Hot off the press I'll post up a review and a fishing report in the next few days. Merry Christmas.


----------



## jbs_bama

That's awesome. I like the looks of it. Too bad Santa didn't drop one off. I bet that seat will be a big improvement. Also, is there any storage under the rod pod?


----------



## Neo

jbs_bama said:


> That's awesome. I like the looks of it. Too bad Santa didn't drop one off. I bet that seat will be a big improvement. Also, is there any storage under the rod pod?


I got it out for about an hour this morning to do a little "shake down" run. The seat is really nice. This thing is super stable and tracks really well. I have a rudder but I don't know that it really needs it. There is plenty of in hull storage. In fact I slid a couple of rods in it just to check it out. I think I'm really going to like this one.
As a side note;
I don't know who is designing boats for Johnson Outdoors but I like the styling cues on their kayaks. This kayak and the Predator both have nice lines.


----------



## jbs_bama

Yeah, they do look nice. I wonder how it performs compared to the original? It looks like it's more comfortable to fish from. Does the higher seat make it feel more tippy?


----------



## wallace1

it is hard to tell from the pictures but are there no built in rod holders?


----------



## Neo

jbs_bama said:


> Yeah, they do look nice. I wonder how it performs compared to the original? It looks like it's more comfortable to fish from. Does the higher seat make it feel more tippy?


I can't comment on how it performs vs the original. This thing is unbelievably stable I will probably never use the seat in the low position.

No built in rod holders.


----------



## aquatic argobull

I have the original. The high comfortable seat is a no-brainer, a lot of other kayaks aren't stable enough to put one on. The big game is like a tank, I could stand up and do a jig and the thing won't even budge.


----------



## Yakavelli

jbs_bama said:


> I would like to design a more comfortable seat that would fit into the original big game. Anyone ever tried a stadium seat or something like that?

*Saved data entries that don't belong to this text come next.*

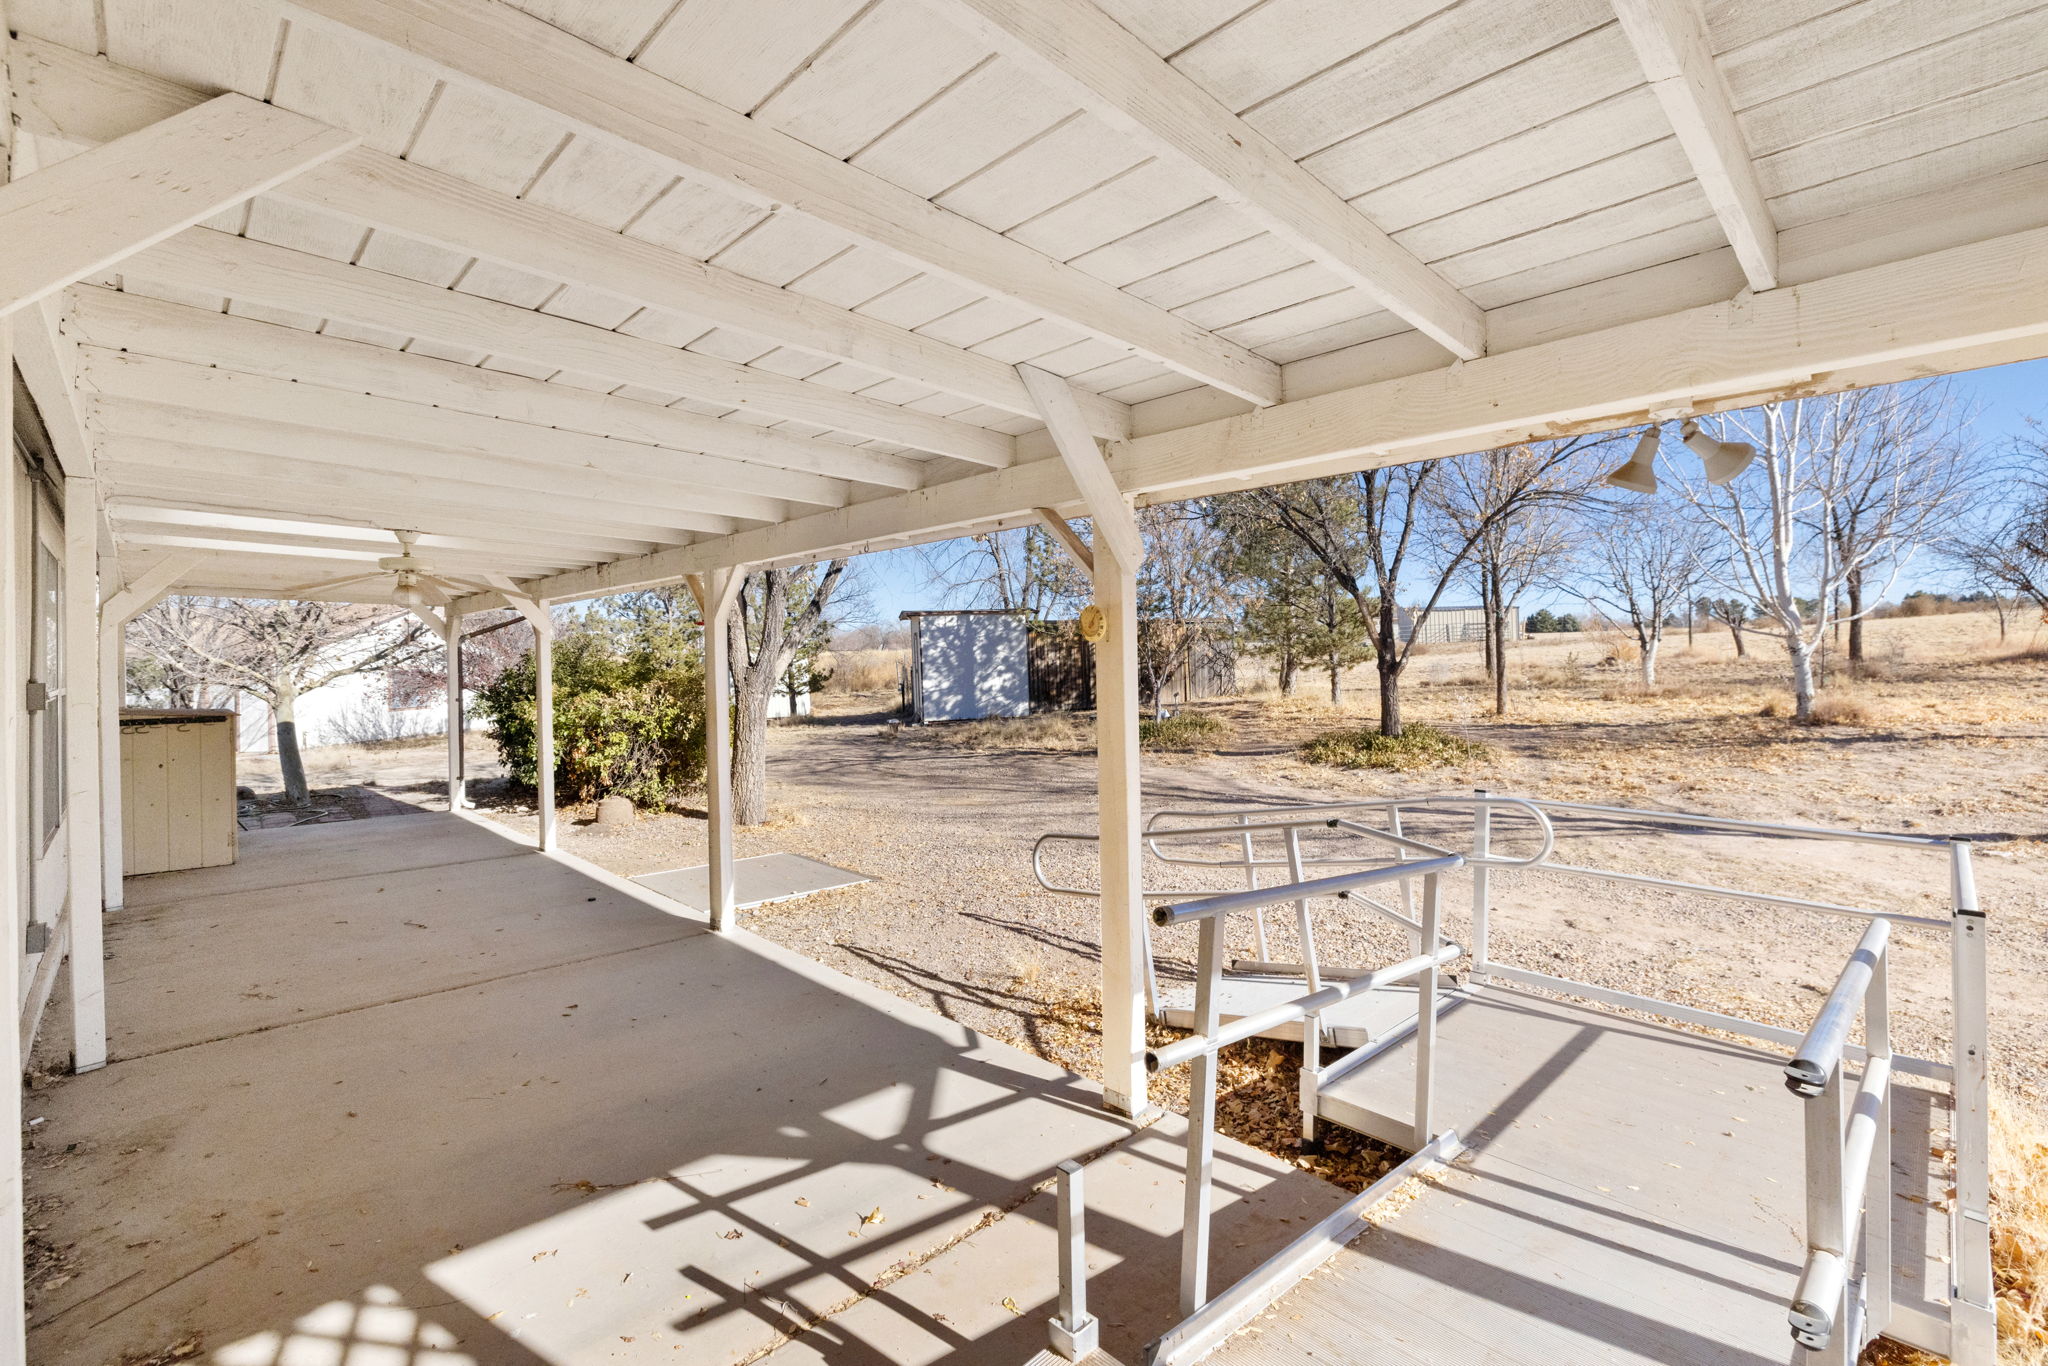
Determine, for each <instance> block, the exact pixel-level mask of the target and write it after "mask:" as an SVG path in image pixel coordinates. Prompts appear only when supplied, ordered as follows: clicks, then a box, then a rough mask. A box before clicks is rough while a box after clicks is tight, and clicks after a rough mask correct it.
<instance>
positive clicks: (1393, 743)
mask: <svg viewBox="0 0 2048 1366" xmlns="http://www.w3.org/2000/svg"><path fill="white" fill-rule="evenodd" d="M1300 756H1303V758H1305V760H1309V762H1311V764H1329V766H1331V768H1391V770H1395V772H1413V770H1417V768H1440V766H1444V764H1470V762H1473V760H1485V758H1491V756H1493V750H1491V748H1489V745H1483V743H1479V741H1477V739H1464V737H1462V735H1452V733H1450V731H1440V729H1438V727H1434V725H1423V723H1413V725H1405V727H1401V733H1399V735H1380V733H1378V731H1376V729H1358V731H1327V733H1323V735H1317V737H1315V739H1311V741H1309V743H1305V745H1303V748H1300Z"/></svg>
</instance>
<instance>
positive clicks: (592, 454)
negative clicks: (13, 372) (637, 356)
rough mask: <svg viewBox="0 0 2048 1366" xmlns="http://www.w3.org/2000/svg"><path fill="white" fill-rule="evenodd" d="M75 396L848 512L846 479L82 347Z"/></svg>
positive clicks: (202, 367) (656, 488) (112, 351)
mask: <svg viewBox="0 0 2048 1366" xmlns="http://www.w3.org/2000/svg"><path fill="white" fill-rule="evenodd" d="M78 383H80V389H82V391H86V393H92V395H100V397H111V399H129V401H137V403H156V405H168V408H188V410H195V412H205V414H219V416H223V418H248V420H252V422H279V424H287V426H309V428H322V430H330V432H344V434H350V436H367V438H381V440H391V442H397V444H401V446H442V449H446V451H463V453H469V455H498V457H504V459H508V461H522V463H532V465H545V467H559V469H565V471H575V475H578V477H580V479H590V483H592V487H600V485H606V483H610V481H614V479H623V481H627V483H625V485H623V487H633V483H631V481H641V479H645V481H649V494H651V496H659V494H662V492H664V485H688V487H700V489H705V492H709V494H713V496H719V494H756V496H762V498H778V500H786V502H799V504H811V506H817V508H842V506H846V504H848V485H846V481H844V479H827V477H823V475H801V473H795V471H788V469H770V467H766V465H748V463H743V461H727V459H719V457H709V455H692V453H684V451H662V449H653V446H641V444H635V442H625V440H610V438H606V436H586V434H582V432H561V430H555V428H547V426H535V424H530V422H506V420H500V418H479V416H475V414H465V412H451V410H446V408H428V405H424V403H408V401H401V399H385V397H375V395H367V393H344V391H340V389H315V387H311V385H295V383H291V381H283V379H266V377H262V375H242V373H238V371H223V369H215V367H205V365H186V362H182V360H162V358H156V356H133V354H127V352H119V350H100V348H98V346H86V348H84V350H82V356H80V367H78Z"/></svg>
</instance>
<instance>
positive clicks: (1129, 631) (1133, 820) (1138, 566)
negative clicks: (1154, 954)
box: [1018, 365, 1149, 1114]
mask: <svg viewBox="0 0 2048 1366" xmlns="http://www.w3.org/2000/svg"><path fill="white" fill-rule="evenodd" d="M1018 377H1020V379H1022V381H1024V387H1026V389H1030V395H1032V401H1034V403H1036V405H1038V414H1040V416H1042V418H1044V426H1047V430H1049V432H1051V434H1053V444H1055V446H1059V457H1061V461H1063V463H1065V465H1067V471H1069V473H1071V475H1073V483H1075V489H1079V494H1081V502H1083V504H1087V514H1090V518H1092V520H1094V524H1096V543H1094V547H1092V551H1090V555H1087V557H1085V559H1083V563H1090V565H1092V571H1094V580H1096V606H1098V608H1100V610H1102V618H1104V623H1102V625H1104V637H1102V641H1098V643H1096V807H1098V811H1100V817H1098V819H1100V836H1102V844H1100V852H1102V1100H1104V1104H1106V1106H1108V1108H1112V1110H1120V1112H1124V1114H1141V1112H1143V1110H1145V1108H1147V1104H1149V1098H1147V1073H1145V958H1147V948H1149V944H1147V938H1145V936H1147V926H1145V891H1143V850H1141V840H1143V815H1141V799H1143V791H1141V786H1139V565H1143V563H1145V539H1143V537H1141V535H1139V524H1137V514H1135V512H1133V506H1130V500H1128V498H1126V496H1124V492H1122V489H1120V487H1118V485H1116V479H1114V475H1112V473H1110V465H1108V461H1106V459H1104V455H1102V446H1098V444H1096V438H1094V434H1092V432H1090V428H1087V418H1085V416H1083V414H1081V408H1079V403H1077V399H1075V395H1073V389H1069V387H1067V381H1063V379H1059V377H1057V375H1051V373H1049V371H1038V369H1032V367H1028V365H1020V367H1018ZM1038 516H1040V518H1053V516H1055V514H1051V512H1040V514H1038ZM1055 520H1057V518H1055ZM1067 541H1069V537H1061V543H1067ZM1069 549H1073V547H1071V545H1069Z"/></svg>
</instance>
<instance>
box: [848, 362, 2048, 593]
mask: <svg viewBox="0 0 2048 1366" xmlns="http://www.w3.org/2000/svg"><path fill="white" fill-rule="evenodd" d="M1954 383H1956V389H1958V393H1960V397H1962V399H1964V401H1966V403H1974V405H1976V410H1978V416H1976V432H1978V438H1980V440H1982V444H1985V446H2003V444H2005V442H2007V440H2009V438H2011V436H2015V434H2019V432H2023V430H2025V420H2028V418H2030V416H2036V418H2042V420H2048V360H2025V362H2019V365H2001V367H1995V369H1989V371H1968V373H1964V375H1956V377H1954ZM856 563H858V565H860V573H862V580H864V584H866V590H868V596H870V598H872V612H870V621H883V623H891V621H895V618H897V614H899V612H903V610H907V608H940V606H963V604H961V602H954V600H950V598H948V594H946V592H944V590H942V588H938V586H936V584H932V582H930V573H928V569H926V561H924V557H922V555H920V553H918V551H915V549H905V551H879V553H874V555H862V557H860V559H858V561H856ZM1923 586H1925V588H1933V590H1956V588H1958V586H1954V584H1948V582H1946V578H1944V575H1942V573H1939V569H1937V567H1933V565H1927V567H1925V569H1919V567H1917V565H1911V567H1907V571H1905V575H1901V588H1898V590H1896V592H1911V590H1913V588H1923ZM1528 606H1530V610H1534V608H1538V606H1550V608H1563V610H1571V608H1573V606H1577V600H1575V598H1573V596H1569V594H1546V596H1542V598H1534V600H1532V602H1530V604H1528ZM848 625H854V623H848Z"/></svg>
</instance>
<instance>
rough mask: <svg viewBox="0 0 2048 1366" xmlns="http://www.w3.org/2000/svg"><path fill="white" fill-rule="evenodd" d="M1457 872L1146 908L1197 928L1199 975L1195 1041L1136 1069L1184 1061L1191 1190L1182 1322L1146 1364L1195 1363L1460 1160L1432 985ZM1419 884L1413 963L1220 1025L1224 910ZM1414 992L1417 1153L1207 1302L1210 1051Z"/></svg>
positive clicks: (1441, 866) (1389, 968) (1396, 967)
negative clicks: (1304, 1234)
mask: <svg viewBox="0 0 2048 1366" xmlns="http://www.w3.org/2000/svg"><path fill="white" fill-rule="evenodd" d="M1462 866H1464V858H1462V856H1458V854H1440V856H1436V858H1419V860H1413V862H1403V864H1386V866H1380V868H1370V870H1364V872H1348V874H1339V877H1325V879H1313V881H1292V883H1282V885H1276V887H1260V889H1247V891H1237V893H1223V895H1217V897H1204V899H1200V901H1188V903H1182V905H1161V907H1155V909H1153V924H1157V926H1196V928H1198V950H1196V977H1194V1034H1192V1036H1188V1038H1182V1040H1178V1042H1171V1044H1165V1047H1159V1049H1151V1051H1147V1053H1145V1067H1147V1069H1151V1071H1161V1069H1165V1067H1178V1065H1180V1063H1192V1075H1190V1081H1188V1090H1190V1100H1188V1184H1186V1206H1184V1214H1182V1255H1180V1311H1182V1323H1180V1327H1176V1329H1174V1331H1171V1333H1167V1335H1165V1337H1161V1339H1159V1341H1155V1343H1153V1348H1151V1352H1149V1356H1147V1362H1149V1364H1151V1366H1167V1364H1169V1362H1192V1360H1198V1358H1200V1356H1202V1354H1206V1352H1208V1350H1210V1348H1212V1346H1214V1343H1219V1341H1223V1337H1227V1335H1229V1333H1231V1331H1235V1329H1237V1327H1239V1325H1243V1323H1247V1321H1249V1319H1251V1317H1253V1315H1257V1313H1260V1311H1264V1309H1266V1307H1268V1305H1272V1303H1274V1300H1276V1298H1278V1296H1280V1294H1284V1292H1286V1290H1288V1288H1290V1286H1292V1284H1296V1282H1298V1280H1300V1278H1303V1276H1307V1274H1309V1272H1311V1270H1313V1268H1315V1266H1319V1264H1321V1262H1323V1260H1325V1257H1329V1255H1333V1253H1335V1251H1337V1249H1339V1247H1343V1245H1346V1243H1348V1241H1350V1239H1352V1237H1356V1235H1358V1231H1360V1227H1362V1214H1364V1210H1368V1208H1370V1206H1372V1204H1376V1202H1378V1200H1380V1198H1382V1196H1384V1194H1386V1192H1389V1190H1393V1188H1395V1186H1399V1184H1401V1182H1403V1180H1407V1178H1409V1176H1413V1173H1415V1171H1419V1169H1421V1167H1425V1165H1430V1163H1438V1161H1446V1159H1450V1157H1452V1155H1456V1151H1458V1137H1456V1133H1436V1126H1434V1096H1436V1055H1434V1042H1436V993H1438V977H1440V973H1442V969H1444V967H1446V965H1448V963H1454V961H1456V958H1460V956H1462V954H1464V948H1462V946H1460V944H1452V942H1446V940H1442V934H1440V924H1442V922H1440V917H1442V883H1440V879H1442V874H1444V872H1452V870H1456V868H1462ZM1403 877H1407V879H1419V881H1421V905H1419V922H1417V924H1419V926H1421V948H1419V952H1417V954H1415V956H1411V958H1405V961H1401V963H1393V965H1389V967H1382V969H1378V971H1372V973H1362V975H1354V977H1343V979H1339V981H1331V983H1325V985H1321V987H1315V985H1311V989H1309V991H1307V993H1305V995H1298V997H1294V999H1288V1001H1280V1004H1276V1006H1270V1008H1264V1010H1255V1012H1251V1014H1247V1016H1241V1018H1237V1020H1233V1022H1229V1024H1225V1022H1223V1020H1221V1012H1219V999H1221V991H1223V934H1225V920H1227V917H1229V915H1231V913H1233V911H1245V909H1260V907H1270V905H1278V903H1282V901H1294V903H1296V905H1309V903H1311V901H1315V899H1319V897H1343V895H1350V893H1358V891H1364V889H1368V887H1376V885H1382V883H1395V881H1399V879H1403ZM1407 981H1413V983H1417V1010H1419V1014H1417V1055H1415V1149H1417V1151H1415V1155H1413V1157H1409V1159H1407V1161H1405V1163H1401V1165H1399V1167H1395V1169H1393V1171H1389V1173H1386V1176H1384V1178H1380V1180H1378V1182H1374V1184H1372V1186H1370V1188H1368V1190H1366V1192H1362V1194H1358V1196H1354V1198H1352V1200H1348V1202H1346V1204H1343V1206H1341V1208H1337V1210H1335V1212H1333V1214H1331V1216H1327V1219H1323V1221H1321V1223H1319V1225H1315V1227H1313V1229H1309V1231H1307V1233H1305V1235H1300V1237H1296V1239H1294V1241H1292V1243H1288V1245H1286V1247H1284V1249H1280V1251H1278V1253H1276V1255H1274V1257H1270V1260H1268V1262H1266V1264H1262V1266H1260V1268H1257V1270H1253V1272H1251V1274H1249V1276H1245V1278H1241V1280H1239V1282H1235V1284H1233V1286H1231V1288H1229V1290H1225V1292H1223V1294H1217V1296H1210V1294H1208V1264H1210V1219H1212V1212H1214V1208H1212V1196H1214V1192H1212V1176H1214V1153H1217V1053H1219V1051H1223V1049H1227V1047H1229V1044H1233V1042H1241V1040H1245V1038H1253V1036H1257V1034H1262V1032H1266V1030H1270V1028H1276V1026H1280V1024H1288V1022H1294V1020H1300V1022H1303V1038H1305V1040H1313V1038H1315V1028H1313V1020H1315V1018H1317V1016H1319V1014H1321V1012H1325V1010H1329V1008H1331V1006H1337V1004H1341V1001H1346V999H1350V997H1354V995H1360V993H1364V991H1376V989H1380V987H1389V985H1395V983H1407Z"/></svg>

My buddy put a stadium seat in his. It fits perfectly, no work needed except for a thin rubber mat underneath to keep it from sliding.


----------



## Huff

Ocean Tamer makes a bean bag seat for kayaks now!!


----------



## Neo

Here is a short review.

http://finstalker.blogspot.com/2014/01/the-big-game-ii_3.html


----------



## jbs_bama

Nice review. I like the set up of that a lot better than the original. I think the seat, and new floor design makes all the difference.


----------



## Neo

Thanks JBS.
A cool feature of the seat is you can flip it back out of the way to give yourself more room in the cockpit while you're standing up. I did that this weekend to see what it was like and it really does make a difference in the way it feels as you're poling it around. More roomy feel personally I liked it. The only downside is I'm too lazy to turn around to do it most of the time.


----------



## Rodney0902

Neo how deep is the is the center hatch where the rod pod is. I have the old big game and is real shallow. I am really interested in buying the new big game


----------



## Neo

Rodney,
A rough measurement from about the counter of the hatch to the floor of the hull is 11.5". You can pack a ton of stuff in the hull of this thing…
I see you live in Mobile, if you would like to meet some time I'll let you take it for a spin.


----------



## Neo

Here is a quick review I threw together yesterday. Kinda rough but I think I hit all the major points.


----------



## jbs_bama

Great review. I'm going to have to try one out sometime.


----------